Boeing to Acquire Hughes Satellite Systems Business
The Boeing Co. has announced plans to purchase the satellite systems business of Hughes Electronics Corp. in an all-cash transaction valued at $3.75 B. Under the terms of the acquisition, Boeing will acquire Hughes Space and Communications Co., a communications satellite manufacturer; Hughes Electron Dynamics, a supplier of satellite electronic components; and Spectrolab, a provider of solar cells and panels for satellites. Boeing’s large-scale integration capabilities, coupled with Hughes’ satellite systems operation, will enable Boeing to offer unparalleled integrated space, air and terrestrial information and communications systems to its customers. As a result of the acquisition, Hughes will become one of Boeing’s largest customers with contracts in place for five HS 601 HP satellites for PanAmSat and DIRECTV,® and five HS 702 satellites for PanAmSat and the Hughes Spaceway™ broadband system. The transaction is subject to regulatory and governmental review and is expected to close by the middle of this year.

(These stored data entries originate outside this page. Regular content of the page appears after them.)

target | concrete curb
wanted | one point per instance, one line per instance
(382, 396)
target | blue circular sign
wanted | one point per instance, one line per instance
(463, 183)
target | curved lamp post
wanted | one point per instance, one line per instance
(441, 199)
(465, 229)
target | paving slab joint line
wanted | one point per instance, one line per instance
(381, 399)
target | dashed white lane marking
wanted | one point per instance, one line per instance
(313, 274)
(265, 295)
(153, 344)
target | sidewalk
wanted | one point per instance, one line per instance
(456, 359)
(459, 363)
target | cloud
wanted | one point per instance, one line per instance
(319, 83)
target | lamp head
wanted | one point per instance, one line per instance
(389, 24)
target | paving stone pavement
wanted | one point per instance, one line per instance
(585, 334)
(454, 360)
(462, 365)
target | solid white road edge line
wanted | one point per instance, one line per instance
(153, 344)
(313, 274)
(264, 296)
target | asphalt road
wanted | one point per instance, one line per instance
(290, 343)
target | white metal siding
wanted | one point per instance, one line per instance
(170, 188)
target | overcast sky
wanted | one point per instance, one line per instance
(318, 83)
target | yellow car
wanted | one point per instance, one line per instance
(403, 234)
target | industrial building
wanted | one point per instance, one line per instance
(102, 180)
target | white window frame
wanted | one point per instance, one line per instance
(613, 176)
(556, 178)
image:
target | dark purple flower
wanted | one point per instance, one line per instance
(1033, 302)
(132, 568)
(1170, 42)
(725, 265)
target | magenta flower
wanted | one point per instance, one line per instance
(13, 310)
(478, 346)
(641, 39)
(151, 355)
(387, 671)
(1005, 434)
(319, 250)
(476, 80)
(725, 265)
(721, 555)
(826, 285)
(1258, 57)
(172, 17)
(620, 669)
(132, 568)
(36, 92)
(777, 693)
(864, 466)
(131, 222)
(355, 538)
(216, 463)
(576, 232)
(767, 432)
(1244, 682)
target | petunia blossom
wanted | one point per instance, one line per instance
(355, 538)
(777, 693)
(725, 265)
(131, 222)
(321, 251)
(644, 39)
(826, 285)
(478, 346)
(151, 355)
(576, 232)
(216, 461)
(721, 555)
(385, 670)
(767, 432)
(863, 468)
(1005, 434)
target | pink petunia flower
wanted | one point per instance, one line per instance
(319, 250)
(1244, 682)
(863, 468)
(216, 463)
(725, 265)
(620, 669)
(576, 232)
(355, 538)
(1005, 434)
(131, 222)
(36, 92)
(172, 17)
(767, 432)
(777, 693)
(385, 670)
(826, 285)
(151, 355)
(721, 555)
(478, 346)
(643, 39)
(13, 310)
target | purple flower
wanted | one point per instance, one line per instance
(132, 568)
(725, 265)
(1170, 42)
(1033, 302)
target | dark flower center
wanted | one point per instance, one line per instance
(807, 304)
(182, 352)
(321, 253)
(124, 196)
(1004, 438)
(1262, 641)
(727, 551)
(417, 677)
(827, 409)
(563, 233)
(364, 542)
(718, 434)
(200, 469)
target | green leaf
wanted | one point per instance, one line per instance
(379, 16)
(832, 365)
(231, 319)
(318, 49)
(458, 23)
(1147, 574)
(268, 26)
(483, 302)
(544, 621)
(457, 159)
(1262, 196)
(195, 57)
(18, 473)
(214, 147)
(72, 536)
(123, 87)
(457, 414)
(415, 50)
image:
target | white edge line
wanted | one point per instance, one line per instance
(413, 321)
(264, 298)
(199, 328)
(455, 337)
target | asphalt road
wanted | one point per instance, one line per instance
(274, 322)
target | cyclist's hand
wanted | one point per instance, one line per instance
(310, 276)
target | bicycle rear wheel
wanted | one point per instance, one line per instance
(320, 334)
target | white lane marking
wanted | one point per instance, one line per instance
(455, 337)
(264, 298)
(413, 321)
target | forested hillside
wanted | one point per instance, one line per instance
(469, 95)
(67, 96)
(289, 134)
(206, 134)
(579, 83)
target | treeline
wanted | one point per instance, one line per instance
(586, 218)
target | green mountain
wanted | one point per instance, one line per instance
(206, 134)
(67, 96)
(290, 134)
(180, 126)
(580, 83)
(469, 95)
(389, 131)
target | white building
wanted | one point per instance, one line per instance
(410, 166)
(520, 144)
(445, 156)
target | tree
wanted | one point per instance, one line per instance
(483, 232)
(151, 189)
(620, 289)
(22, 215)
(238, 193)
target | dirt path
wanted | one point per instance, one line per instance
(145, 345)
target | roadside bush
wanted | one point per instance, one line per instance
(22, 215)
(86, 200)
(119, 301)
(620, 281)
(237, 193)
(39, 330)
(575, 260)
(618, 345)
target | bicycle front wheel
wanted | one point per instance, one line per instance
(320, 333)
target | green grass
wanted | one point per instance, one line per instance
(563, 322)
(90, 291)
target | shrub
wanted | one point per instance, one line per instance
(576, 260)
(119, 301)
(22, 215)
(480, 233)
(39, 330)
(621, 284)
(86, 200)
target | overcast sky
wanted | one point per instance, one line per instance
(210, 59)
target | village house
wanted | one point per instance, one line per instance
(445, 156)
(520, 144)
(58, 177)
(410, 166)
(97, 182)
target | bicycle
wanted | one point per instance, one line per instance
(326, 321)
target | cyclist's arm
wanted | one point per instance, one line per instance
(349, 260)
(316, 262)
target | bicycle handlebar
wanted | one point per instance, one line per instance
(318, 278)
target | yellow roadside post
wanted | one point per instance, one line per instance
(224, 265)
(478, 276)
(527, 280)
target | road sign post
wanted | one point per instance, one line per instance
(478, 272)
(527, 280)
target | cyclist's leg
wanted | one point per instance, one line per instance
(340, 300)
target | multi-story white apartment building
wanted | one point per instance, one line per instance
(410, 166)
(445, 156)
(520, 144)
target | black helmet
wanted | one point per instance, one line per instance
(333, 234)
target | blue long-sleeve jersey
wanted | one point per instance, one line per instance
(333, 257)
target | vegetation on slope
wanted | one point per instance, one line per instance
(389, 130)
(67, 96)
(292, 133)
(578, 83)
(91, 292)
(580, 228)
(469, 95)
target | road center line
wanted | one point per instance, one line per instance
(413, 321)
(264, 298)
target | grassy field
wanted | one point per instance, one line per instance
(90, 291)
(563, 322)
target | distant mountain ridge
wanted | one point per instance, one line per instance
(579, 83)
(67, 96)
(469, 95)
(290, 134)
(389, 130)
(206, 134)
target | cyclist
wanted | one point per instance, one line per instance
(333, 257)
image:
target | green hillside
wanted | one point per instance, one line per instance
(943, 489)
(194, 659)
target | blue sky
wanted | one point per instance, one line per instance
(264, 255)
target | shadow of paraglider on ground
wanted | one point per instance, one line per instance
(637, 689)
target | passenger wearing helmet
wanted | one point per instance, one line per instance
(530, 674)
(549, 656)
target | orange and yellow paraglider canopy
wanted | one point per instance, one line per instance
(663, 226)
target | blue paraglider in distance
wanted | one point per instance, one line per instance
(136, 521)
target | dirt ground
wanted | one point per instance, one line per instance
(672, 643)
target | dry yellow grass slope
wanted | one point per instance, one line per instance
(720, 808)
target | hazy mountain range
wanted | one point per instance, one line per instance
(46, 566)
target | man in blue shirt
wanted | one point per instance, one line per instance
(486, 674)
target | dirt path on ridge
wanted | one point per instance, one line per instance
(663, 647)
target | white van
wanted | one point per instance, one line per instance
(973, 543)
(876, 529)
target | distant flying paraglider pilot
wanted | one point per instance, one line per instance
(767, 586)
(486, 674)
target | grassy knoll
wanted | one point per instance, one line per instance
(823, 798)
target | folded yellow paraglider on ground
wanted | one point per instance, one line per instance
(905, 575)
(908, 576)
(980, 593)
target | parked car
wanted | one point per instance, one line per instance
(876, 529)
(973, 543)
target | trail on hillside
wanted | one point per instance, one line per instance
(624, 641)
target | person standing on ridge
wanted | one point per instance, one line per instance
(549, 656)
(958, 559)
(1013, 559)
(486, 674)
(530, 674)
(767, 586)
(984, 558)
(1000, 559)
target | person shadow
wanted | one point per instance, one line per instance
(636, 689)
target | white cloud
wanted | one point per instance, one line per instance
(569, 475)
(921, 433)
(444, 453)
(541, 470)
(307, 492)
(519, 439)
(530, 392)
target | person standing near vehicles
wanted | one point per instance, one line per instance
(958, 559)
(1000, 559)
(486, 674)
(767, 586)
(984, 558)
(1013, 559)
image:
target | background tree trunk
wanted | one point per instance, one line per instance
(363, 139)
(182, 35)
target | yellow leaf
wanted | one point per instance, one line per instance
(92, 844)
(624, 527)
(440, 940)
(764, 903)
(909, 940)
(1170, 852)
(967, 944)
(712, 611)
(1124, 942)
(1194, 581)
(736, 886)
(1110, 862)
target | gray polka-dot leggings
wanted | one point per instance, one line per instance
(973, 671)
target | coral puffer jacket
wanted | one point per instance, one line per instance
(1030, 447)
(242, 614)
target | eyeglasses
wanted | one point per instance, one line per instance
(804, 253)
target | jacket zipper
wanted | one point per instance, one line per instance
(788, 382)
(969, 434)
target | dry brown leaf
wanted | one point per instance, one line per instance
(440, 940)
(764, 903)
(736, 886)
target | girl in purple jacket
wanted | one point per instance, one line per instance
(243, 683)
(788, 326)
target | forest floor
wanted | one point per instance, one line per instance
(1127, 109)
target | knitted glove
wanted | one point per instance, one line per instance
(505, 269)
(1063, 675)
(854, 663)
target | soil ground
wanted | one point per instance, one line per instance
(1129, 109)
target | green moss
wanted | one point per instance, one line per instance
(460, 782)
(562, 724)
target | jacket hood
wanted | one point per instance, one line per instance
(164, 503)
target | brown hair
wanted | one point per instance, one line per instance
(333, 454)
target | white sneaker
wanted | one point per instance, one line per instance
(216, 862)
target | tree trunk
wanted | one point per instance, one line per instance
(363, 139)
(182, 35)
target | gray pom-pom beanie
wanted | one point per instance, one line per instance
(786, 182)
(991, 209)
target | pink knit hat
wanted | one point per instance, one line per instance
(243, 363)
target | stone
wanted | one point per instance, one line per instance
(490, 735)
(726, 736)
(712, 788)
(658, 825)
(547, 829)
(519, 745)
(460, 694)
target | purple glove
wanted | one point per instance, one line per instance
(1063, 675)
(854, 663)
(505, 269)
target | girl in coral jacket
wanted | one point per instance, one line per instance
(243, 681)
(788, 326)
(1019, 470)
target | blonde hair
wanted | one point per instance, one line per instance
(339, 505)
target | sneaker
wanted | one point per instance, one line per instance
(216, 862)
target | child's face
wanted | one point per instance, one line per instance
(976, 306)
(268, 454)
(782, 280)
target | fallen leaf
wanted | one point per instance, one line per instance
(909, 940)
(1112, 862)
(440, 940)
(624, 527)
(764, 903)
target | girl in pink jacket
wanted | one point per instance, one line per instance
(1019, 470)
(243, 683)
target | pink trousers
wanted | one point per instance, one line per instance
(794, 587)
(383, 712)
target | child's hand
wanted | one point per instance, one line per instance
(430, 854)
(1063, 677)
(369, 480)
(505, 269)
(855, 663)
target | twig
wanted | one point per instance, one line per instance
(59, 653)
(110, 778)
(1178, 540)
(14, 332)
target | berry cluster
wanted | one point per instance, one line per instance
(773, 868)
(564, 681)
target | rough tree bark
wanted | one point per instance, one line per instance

In related news, Hughes has announced plans to narrow the focus of its wireless business at Hughes Network Systems (HNS), Germantown, MD. The wireless business intends to discontinue its mobile cellular and narrowband local loop product lines after fulfilling outstanding obligations for the discontinued products. As a result of the decision, the wireless business will concentrate on its broadband point-to-multipoint product line. The company expects to record a fourth-quarter pre-tax charge of approximately $275 M. Hughes Electronics is undergoing major changes in its corporate structure and business mix that are designed to sharply focus the company’s resources and management attention on its high growth entertainment, information and business communications services.